Madara uklęknął przed osobą, która aktualnie jest najstarsza w klanie, a wtedy kobieta narzuciła mu na ramiona oficjalny płaszcz głowy klanu. Wstał na równe nogi i odwrócił się do zebranych członków klanu.
- Oficjalnie przejmuję obowiązki głowy klanu. Ja Uchiha Madara poprowadzę klan ku zwycięstwie, nie pozwolę więcej naszym braciom i siostrom ginąć. Niech Senju i inne klanu poznają naszą moc...- przemowa była uroczysta, a Sayuri czuła jak chakry zebranych ludzi buzują.
Dziewczyna patrzyła jak zaczarowana. Zawsze uważała, że Madara jest jeżem, ale teraz wyglądał tak dostojnie i poważnie. Poczuła jak jej serce bije szybciej i miała ochotę popatrzeć w ziemię, ale nie chciała odwracać wzroku od Madary.
Wtedy oczy nowej głowy klanu spoczęły na niej, a Sayuri bez większego przemyślenia uśmiechnęła się do niego szeroko.
Miała wrażenie, że Madara lekko się zarumienił.
***
- To było niesamowite!- powiedziała Sayuri, gdy cała ceremonia się skończyła.
Teraz członkowie klanu mieli wielki bankiet, gdzie każdy świętował. Sayuri i Hiromi nie zostały przydzielone do pomocy, więc poszły zrobić inne obowiązki.

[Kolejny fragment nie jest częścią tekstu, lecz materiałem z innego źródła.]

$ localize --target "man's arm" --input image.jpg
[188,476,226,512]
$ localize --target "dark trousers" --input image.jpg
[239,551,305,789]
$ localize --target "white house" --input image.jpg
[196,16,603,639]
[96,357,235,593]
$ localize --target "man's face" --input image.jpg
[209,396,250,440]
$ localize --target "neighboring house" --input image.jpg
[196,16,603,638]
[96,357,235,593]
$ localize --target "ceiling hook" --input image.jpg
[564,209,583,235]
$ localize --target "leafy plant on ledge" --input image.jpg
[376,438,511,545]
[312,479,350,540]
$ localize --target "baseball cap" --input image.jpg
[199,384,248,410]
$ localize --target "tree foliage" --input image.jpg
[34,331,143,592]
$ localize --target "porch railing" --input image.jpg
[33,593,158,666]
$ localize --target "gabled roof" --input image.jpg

- Masz racje. Madara-sama wyglądał tak dostojnie.- Hirami pokiwała jej głową na zgodę.- Nigdy nie byłam w swoim klanie na przekazaniu pozycji, więc ciekawi mnie jak to u mnie wygląda. Byłaś na takiej u siebie Sayuri?- białowłosa pokiwała głową.
- Tak byłam. Kiedy miałam dwanaście lat to stara głowa klanu umarła i była ceremonia. Musiałam wtedy wykonać specjalny taniec naznaczający nową głowę klanu.- Sayuri uśmiechnęła się smutno.
- Dlaczego akurat ty?
- Bo jestem złotookim dzieckiem. W moim klanie raz na jego pokolenie rodzi się dziecko ze złotymi oczami. Dlatego jesteśmy dosyć wyjątkowi.
- Lubię twoje oczy. Są bardzo piękne.- Sayuri uśmiechnęła się szeroko i rzuciła się, by przytulić swoją przyjaciółkę.
- Dziękuję Hiromi!
***
- Ah! Nareszcie skończyłam.- Sayuri rozciągnęła swoje ręce i popatrzyła na księżyc, który był w pełni.- Czyszczenie tej broni zajęło mi więcej czasu niż podejrzewałam.
- Tutaj jesteś.- białowłosa odwróciła się lekko i popatrzyła ze zmrużonymi oczami na Madarę.
- Czego chce ode mnie głowa klanu Uchiha?- spytała i odwróciła się w jego stronę.
Od razu zauważyła, że ma na sobie ubrania z ceremonii. Mimowolnie na jej twarzy pojawił się rumieniec.
- Chcę ci coś przekazać.- powiedział niezwykle poważnie, a na jego twarzy nie było widać zawahania.
- Tak?- Sayuri była lekko zdezorientowana. Nie wyglądał tak jakby miał zamiar jej dokuczać.
Wtedy Madara uklęknął na jedno kolano, a dziewczyna podskoczyła zaskoczona. Bo czy on jej się pokłonił?!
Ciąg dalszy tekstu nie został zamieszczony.